1 thought on “Best Reads of the Week(s) 7/14-7/31 2014

  1. Victor Davis Hanson is one of our greatest living historians and geo-political analysts, but I’m wondering what kind of timeline he’s looking at with Putin eyeballing the Baltics. I’m guessing he’ll make political attacks on the integrity of former Soviet states before Obama leaves, but doubt he’ll do anything like Ukraine in the near future. Unlike the Nazi’s of Hamas, Putin doesn’t have the entire Western press in his pocket. He has to be more politically astute.

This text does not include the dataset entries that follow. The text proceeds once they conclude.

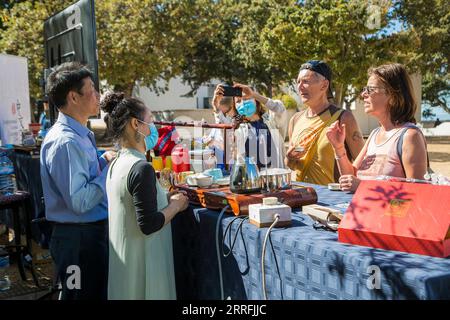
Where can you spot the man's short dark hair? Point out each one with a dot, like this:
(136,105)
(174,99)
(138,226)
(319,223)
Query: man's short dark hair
(66,77)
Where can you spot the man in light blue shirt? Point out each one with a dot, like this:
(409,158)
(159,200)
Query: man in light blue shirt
(73,180)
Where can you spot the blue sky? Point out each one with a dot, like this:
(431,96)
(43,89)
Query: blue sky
(396,26)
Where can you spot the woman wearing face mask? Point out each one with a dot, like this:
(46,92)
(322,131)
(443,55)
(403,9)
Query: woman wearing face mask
(263,140)
(140,238)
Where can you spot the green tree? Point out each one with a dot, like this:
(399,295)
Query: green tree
(429,25)
(233,51)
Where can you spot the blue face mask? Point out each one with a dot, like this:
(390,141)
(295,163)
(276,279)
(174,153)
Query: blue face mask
(246,108)
(152,138)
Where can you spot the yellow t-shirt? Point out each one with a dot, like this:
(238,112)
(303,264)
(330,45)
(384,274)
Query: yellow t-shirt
(309,133)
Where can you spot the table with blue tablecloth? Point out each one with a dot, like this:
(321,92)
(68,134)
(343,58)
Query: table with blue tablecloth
(301,261)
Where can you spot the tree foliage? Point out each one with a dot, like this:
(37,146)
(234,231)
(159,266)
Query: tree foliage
(428,22)
(262,43)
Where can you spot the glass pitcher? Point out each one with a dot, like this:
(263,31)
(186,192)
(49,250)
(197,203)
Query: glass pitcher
(245,176)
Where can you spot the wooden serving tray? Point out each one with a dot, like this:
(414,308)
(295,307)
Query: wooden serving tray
(219,197)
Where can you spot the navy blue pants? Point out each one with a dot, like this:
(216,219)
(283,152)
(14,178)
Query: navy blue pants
(80,253)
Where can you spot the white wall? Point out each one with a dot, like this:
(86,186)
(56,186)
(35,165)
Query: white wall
(170,100)
(14,90)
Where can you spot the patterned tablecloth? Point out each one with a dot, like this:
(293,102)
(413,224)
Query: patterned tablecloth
(301,262)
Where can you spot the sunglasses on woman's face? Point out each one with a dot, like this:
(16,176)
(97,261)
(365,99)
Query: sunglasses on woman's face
(371,89)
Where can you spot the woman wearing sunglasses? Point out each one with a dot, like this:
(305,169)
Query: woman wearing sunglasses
(397,148)
(140,211)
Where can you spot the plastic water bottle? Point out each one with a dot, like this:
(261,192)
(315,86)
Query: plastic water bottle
(5,283)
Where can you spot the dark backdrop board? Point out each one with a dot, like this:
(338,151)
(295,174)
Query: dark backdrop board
(70,35)
(28,178)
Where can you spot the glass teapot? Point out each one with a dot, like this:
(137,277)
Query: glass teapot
(245,176)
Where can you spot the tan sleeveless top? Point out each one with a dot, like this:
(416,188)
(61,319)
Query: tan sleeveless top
(382,159)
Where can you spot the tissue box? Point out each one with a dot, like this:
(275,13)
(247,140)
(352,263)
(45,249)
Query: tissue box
(263,215)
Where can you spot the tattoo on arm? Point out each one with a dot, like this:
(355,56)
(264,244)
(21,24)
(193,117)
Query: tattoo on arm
(357,136)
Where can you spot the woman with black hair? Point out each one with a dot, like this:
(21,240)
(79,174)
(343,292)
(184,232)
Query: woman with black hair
(261,137)
(140,237)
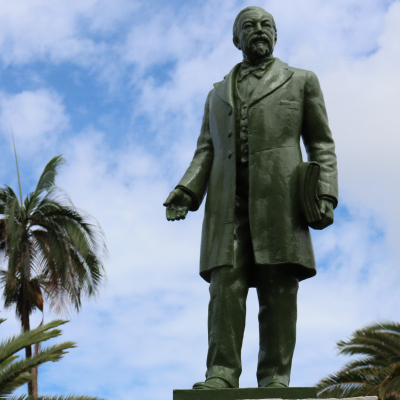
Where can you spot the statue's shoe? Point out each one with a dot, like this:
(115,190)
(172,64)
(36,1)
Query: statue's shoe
(212,383)
(276,385)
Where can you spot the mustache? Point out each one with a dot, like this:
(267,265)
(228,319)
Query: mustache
(262,38)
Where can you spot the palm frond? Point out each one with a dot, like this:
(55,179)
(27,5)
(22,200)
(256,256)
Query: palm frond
(376,373)
(51,170)
(16,343)
(17,373)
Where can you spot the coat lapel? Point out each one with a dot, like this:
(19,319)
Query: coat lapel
(225,88)
(277,75)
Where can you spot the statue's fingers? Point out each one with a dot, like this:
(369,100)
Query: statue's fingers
(170,199)
(171,214)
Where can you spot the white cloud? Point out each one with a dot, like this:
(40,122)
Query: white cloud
(146,334)
(37,118)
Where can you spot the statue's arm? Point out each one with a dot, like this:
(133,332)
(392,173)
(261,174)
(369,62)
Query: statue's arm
(191,189)
(320,147)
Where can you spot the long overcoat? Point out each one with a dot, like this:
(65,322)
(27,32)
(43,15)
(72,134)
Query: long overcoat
(286,105)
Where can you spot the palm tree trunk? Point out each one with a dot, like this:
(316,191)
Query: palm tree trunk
(35,372)
(26,327)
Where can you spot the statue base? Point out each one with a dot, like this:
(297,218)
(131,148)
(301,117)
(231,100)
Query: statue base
(247,394)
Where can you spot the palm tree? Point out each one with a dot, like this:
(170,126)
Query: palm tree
(54,252)
(15,374)
(375,373)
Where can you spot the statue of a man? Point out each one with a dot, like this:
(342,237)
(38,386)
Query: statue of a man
(254,233)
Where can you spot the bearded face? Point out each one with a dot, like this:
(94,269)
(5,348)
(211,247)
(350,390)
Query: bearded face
(256,35)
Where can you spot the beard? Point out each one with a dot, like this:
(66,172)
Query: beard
(259,47)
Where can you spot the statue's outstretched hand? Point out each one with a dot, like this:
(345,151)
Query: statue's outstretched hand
(326,208)
(178,203)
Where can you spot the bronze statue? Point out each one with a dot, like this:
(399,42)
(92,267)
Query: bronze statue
(255,234)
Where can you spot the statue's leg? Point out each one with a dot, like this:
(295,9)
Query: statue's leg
(277,289)
(227,308)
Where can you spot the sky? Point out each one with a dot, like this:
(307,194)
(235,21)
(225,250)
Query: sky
(118,88)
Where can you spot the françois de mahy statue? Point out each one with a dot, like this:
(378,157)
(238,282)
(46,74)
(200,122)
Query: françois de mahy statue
(261,200)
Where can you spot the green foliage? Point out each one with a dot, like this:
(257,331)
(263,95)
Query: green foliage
(14,374)
(54,251)
(375,373)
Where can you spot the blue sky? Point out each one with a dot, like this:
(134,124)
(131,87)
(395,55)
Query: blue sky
(118,88)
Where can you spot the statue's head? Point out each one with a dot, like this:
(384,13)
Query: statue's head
(254,32)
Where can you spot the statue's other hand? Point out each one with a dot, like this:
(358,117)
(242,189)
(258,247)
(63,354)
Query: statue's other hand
(178,203)
(326,209)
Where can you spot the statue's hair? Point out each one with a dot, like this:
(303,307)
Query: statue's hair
(235,27)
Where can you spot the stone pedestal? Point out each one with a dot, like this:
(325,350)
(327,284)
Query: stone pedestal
(293,393)
(247,394)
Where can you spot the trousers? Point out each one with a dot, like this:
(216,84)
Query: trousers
(276,286)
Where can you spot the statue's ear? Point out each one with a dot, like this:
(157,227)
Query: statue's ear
(236,42)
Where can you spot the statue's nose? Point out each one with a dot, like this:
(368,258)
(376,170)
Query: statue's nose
(258,27)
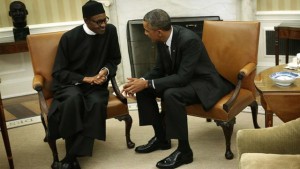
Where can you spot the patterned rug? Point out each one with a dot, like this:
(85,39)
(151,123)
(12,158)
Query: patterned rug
(21,111)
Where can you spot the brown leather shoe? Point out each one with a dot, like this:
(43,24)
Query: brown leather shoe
(152,145)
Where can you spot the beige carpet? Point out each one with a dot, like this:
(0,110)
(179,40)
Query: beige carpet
(206,139)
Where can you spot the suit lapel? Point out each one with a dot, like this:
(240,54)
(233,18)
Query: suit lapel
(174,46)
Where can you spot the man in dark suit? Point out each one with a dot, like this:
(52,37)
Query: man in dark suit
(183,75)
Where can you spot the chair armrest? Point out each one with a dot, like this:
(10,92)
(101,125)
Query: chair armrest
(281,139)
(38,82)
(245,71)
(117,90)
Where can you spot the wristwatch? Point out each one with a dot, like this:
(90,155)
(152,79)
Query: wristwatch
(150,85)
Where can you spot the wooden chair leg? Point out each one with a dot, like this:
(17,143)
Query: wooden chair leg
(254,110)
(128,123)
(52,145)
(227,130)
(5,136)
(45,128)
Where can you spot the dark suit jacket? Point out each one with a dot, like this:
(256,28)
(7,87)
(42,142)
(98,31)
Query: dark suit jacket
(190,65)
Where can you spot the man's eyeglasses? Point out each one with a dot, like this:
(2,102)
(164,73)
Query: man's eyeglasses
(100,21)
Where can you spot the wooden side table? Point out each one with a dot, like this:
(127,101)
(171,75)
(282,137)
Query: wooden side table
(283,101)
(5,135)
(285,30)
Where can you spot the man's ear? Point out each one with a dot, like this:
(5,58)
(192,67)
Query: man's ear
(159,33)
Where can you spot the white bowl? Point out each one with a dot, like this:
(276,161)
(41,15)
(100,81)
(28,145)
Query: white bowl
(284,78)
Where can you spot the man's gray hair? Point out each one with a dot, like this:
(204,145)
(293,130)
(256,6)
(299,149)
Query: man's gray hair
(158,19)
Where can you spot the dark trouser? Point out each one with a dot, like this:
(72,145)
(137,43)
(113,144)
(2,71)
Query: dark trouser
(174,101)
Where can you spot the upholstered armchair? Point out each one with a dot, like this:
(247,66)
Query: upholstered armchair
(276,147)
(42,49)
(232,47)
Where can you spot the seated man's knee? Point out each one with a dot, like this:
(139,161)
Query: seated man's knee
(170,94)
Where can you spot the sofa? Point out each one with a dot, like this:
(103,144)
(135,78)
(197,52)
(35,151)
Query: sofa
(275,147)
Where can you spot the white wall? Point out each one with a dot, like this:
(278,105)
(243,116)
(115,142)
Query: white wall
(136,9)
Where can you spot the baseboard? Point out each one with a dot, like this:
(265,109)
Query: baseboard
(131,107)
(23,122)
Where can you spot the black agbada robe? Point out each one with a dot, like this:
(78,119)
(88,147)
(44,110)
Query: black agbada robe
(77,107)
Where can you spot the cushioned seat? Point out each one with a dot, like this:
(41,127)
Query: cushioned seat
(42,49)
(270,148)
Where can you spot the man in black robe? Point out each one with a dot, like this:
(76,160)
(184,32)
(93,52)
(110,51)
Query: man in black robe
(87,57)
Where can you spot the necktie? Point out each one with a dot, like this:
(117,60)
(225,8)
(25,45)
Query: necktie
(167,58)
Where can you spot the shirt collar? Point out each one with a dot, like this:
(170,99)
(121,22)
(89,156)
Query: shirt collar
(87,30)
(170,38)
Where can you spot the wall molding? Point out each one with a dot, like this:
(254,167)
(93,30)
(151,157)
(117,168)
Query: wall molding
(6,34)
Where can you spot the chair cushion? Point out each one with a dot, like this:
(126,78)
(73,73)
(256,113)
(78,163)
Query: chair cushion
(269,161)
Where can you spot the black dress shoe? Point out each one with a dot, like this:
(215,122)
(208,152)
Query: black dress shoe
(55,165)
(176,159)
(66,165)
(69,165)
(152,145)
(76,164)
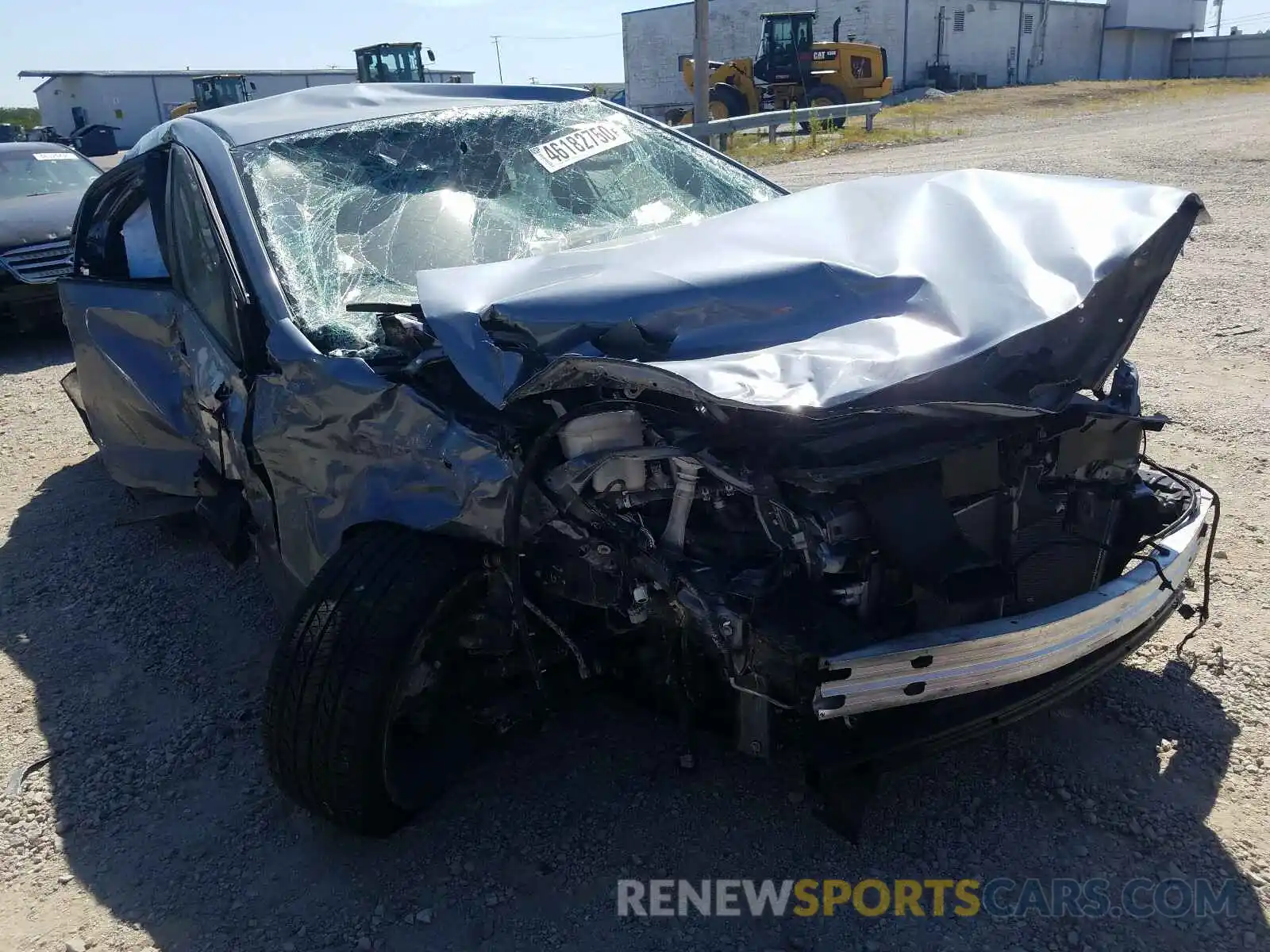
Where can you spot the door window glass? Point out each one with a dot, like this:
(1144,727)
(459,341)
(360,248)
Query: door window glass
(201,272)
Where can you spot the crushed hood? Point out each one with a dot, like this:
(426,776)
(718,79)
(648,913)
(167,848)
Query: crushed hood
(969,286)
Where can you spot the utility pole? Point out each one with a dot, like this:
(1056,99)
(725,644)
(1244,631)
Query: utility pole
(498,56)
(700,63)
(1038,52)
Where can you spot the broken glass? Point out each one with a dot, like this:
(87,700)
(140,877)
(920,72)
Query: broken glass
(349,215)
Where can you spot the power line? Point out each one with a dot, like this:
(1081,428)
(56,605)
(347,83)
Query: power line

    Speaking of Hamas, I loved VDH’s line, “when Arabs on the offense kill lots of Arabs it is normal, but when Jews in defense kill far fewer Arabs it is reprehensible.” It’s the international version of George W’s great line about how “black leaders” promote disparate impact affirmative action:

    Some say it is unfair to hold disadvantaged children to rigorous standards. I say it is discrimination to require anything less, the soft bigotry of low expectations. – George W. Bush, campaign speech before the NAACP (2000).

    As for Prager’s article on the Russian Conscience, I’m not sure how far back he’s making the implication, “I now incline toward the dark view of the Russian conscience.” Something undoubtedly changed within the Russian conscience, but I see the Soviet Revolution as the source of that change, not an inherent deficiency within the Russian mind. Case in point: Tchaikovsky, Rachmaninoff, Tolstoy and Dostoevsky. Those minds had depth, produced beauty, and/or were influenced by noble ideals. Since Communism, Russia has produced no such minds. Those who might remotely come close to such a pre-Revolution Russian standard, Andrei Sakharov, Solzhenitsyn, and Whitaker Chambers, rebelled against the absurdity of Soviet ideals.